The video training involves a large amount of tokens. Considering 24fps 1min videos, we have 1440 frames. With VAE downsampling 4x and patch size downsampling 2x, we have 1440x1024≈1.5M tokens. Full attention on 1.5M tokens leads to a huge computational cost. Thus, we use spatial-temporal attention to reduce the cost following [Latte](https://github.com/Vchitect/Latte).
As shown in the figure, we insert a temporal attention right after each spatial attention in STDiT (ST stands for spatial-temporal). This is similar to variant 3 in Latte's paper. However, we do not control a similar number of parameters for these variants.
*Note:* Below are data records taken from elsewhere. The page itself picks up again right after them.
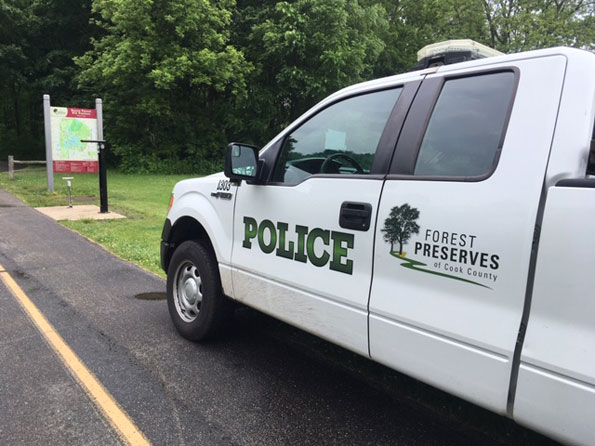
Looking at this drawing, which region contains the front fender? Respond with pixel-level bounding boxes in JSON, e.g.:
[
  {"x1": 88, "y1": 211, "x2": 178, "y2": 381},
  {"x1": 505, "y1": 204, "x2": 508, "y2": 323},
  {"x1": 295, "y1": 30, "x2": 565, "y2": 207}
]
[{"x1": 168, "y1": 190, "x2": 236, "y2": 265}]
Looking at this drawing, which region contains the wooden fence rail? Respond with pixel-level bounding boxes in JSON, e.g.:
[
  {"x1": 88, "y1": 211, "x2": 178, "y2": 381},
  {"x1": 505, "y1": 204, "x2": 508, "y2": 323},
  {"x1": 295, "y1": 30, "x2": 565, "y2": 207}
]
[{"x1": 8, "y1": 155, "x2": 45, "y2": 180}]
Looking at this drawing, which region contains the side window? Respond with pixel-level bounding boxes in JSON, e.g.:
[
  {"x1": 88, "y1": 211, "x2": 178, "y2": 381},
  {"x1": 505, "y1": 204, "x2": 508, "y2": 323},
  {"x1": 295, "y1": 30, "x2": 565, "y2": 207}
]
[
  {"x1": 273, "y1": 88, "x2": 402, "y2": 184},
  {"x1": 414, "y1": 72, "x2": 514, "y2": 177}
]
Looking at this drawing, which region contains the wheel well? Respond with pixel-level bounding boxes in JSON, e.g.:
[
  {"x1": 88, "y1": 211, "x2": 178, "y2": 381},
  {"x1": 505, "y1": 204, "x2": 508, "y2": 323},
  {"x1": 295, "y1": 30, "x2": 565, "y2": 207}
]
[{"x1": 166, "y1": 217, "x2": 217, "y2": 267}]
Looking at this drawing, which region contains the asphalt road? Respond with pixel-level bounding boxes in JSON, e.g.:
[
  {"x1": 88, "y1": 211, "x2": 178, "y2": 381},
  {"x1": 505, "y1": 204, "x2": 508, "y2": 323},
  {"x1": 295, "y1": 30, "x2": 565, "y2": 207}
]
[{"x1": 0, "y1": 190, "x2": 550, "y2": 445}]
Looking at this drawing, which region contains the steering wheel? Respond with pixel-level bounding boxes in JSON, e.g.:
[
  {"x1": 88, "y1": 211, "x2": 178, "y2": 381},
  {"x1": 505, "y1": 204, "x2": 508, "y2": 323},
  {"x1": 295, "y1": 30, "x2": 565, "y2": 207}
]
[{"x1": 320, "y1": 153, "x2": 364, "y2": 173}]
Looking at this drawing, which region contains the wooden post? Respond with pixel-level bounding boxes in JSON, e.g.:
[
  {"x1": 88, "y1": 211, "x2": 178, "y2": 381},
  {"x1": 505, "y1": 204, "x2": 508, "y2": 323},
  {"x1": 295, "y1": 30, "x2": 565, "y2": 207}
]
[{"x1": 8, "y1": 155, "x2": 14, "y2": 180}]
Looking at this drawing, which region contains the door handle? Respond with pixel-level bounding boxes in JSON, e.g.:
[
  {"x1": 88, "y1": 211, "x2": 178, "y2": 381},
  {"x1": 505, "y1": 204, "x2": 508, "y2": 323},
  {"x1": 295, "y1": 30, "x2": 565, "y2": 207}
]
[{"x1": 339, "y1": 201, "x2": 372, "y2": 231}]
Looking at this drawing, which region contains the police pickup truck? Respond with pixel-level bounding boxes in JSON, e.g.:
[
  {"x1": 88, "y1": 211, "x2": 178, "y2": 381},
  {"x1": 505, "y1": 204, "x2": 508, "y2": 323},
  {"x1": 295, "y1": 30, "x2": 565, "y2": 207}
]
[{"x1": 161, "y1": 42, "x2": 595, "y2": 444}]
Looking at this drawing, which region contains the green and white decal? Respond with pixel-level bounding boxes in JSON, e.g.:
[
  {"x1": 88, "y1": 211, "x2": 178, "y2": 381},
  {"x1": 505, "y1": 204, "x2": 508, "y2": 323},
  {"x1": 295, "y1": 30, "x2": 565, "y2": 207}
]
[{"x1": 381, "y1": 203, "x2": 500, "y2": 289}]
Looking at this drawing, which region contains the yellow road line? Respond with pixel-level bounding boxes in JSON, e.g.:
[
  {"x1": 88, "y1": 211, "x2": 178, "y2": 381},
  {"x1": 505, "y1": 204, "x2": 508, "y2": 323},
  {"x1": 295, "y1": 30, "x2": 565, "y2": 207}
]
[{"x1": 0, "y1": 265, "x2": 151, "y2": 446}]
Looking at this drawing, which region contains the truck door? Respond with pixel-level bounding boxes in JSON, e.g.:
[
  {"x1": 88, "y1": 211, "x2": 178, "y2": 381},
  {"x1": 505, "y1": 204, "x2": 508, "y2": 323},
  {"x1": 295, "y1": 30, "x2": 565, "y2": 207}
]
[
  {"x1": 232, "y1": 75, "x2": 419, "y2": 355},
  {"x1": 369, "y1": 56, "x2": 565, "y2": 413}
]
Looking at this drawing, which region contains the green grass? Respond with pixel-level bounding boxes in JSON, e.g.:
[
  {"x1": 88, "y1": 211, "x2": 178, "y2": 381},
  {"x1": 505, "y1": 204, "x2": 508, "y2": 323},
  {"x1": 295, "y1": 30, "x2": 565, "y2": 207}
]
[{"x1": 0, "y1": 170, "x2": 198, "y2": 277}]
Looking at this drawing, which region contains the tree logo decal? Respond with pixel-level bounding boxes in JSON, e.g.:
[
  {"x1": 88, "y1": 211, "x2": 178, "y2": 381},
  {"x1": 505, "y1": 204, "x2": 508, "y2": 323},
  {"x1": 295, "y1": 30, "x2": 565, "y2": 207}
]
[
  {"x1": 381, "y1": 203, "x2": 419, "y2": 256},
  {"x1": 381, "y1": 203, "x2": 491, "y2": 289}
]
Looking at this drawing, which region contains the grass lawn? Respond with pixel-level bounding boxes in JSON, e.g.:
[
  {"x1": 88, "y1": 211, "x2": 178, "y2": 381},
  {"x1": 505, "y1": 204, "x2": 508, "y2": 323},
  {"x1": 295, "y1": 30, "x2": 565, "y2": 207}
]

While Latte's paper claims their variant is better than variant 3, our experiments on 16x256x256 videos show that with same number of iterations, the performance ranks as: DiT (full) > STDiT (Sequential) > STDiT (Parallel) ≈ Latte. Thus, we choose STDiT (Sequential) out of efficiency. Speed benchmark is provided [here](/docs/acceleration.md#efficient-stdit).
![Architecture Comparison](https://i0.imgs.ovh/2024/03/15/eLk9D.png)
To focus on video generation, we hope to train the model based on a powerful image generation model. [PixArt-α](https://github.com/PixArt-alpha/PixArt-alpha) is an efficiently trained high-quality image generation model with T5-conditioned DiT structure. We initialize our model with PixArt-α and initialize the projection layer of inserted temporal attention with zero. This initialization preserves model's ability of image generation at beginning, while Latte's architecture cannot. The inserted attention increases the number of parameter from 580M to 724M.
![Architecture](https://i0.imgs.ovh/2024/03/16/erC1d.png)
Drawing from the success of PixArt-α and Stable Video Diffusion, we also adopt a progressive training strategy: 16x256x256 on 366K pretraining datasets, and then 16x256x256, 16x512x512, and 64x512x512 on 20K datasets. With scaled position embedding, this strategy greatly reduces the computational cost.
We also try to use a 3D patch embedder in DiT. However, with 2x downsampling on temporal dimension, the generated videos have a low quality. Thus, we leave the downsampling to temporal VAE in our next version. For now, we sample at every 3 frames with 16 frames training and every 2 frames with 64 frames training.
## Data is the key to high quality
We find that the number and quality of data have a great impact on the quality of generated videos, even larger than the model architecture and training strategy. At this time, we only prepared the first split (366K video clips) from [HD-VG-130M](https://github.com/daooshee/HD-VG-130M). The quality of these videos varies greatly, and the captions are not that accurate. Thus, we further collect 20k relatively high quality videos from [Pexels](https://www.pexels.com/), which provides free license videos. We label the video with LLaVA, an image captioning model, with three frames and a designed prompt. With designed prompt, LLaVA can generate good quality of captions.
![Caption](https://i0.imgs.ovh/2024/03/16/eXdvC.png)
As we lay more emphasis on the quality of data, we prepare to collect more data and build a video preprocessing pipeline in our next version.
## Training Details
With a limited training budgets, we made only a few exploration. We find learning rate 1e-4 is too large and scales down to 2e-5. When training with a large batch size, we find `fp16` less stable than `bf16` and may lead to generation failure. Thus, we switch to `bf16` for training on 64x512x512. For other hyper-parameters, we follow previous works.
## Loss curves
16x256x256 Pretraining Loss Curve
![16x256x256 Pretraining Loss Curve](https://i0.imgs.ovh/2024/03/16/erXQj.png)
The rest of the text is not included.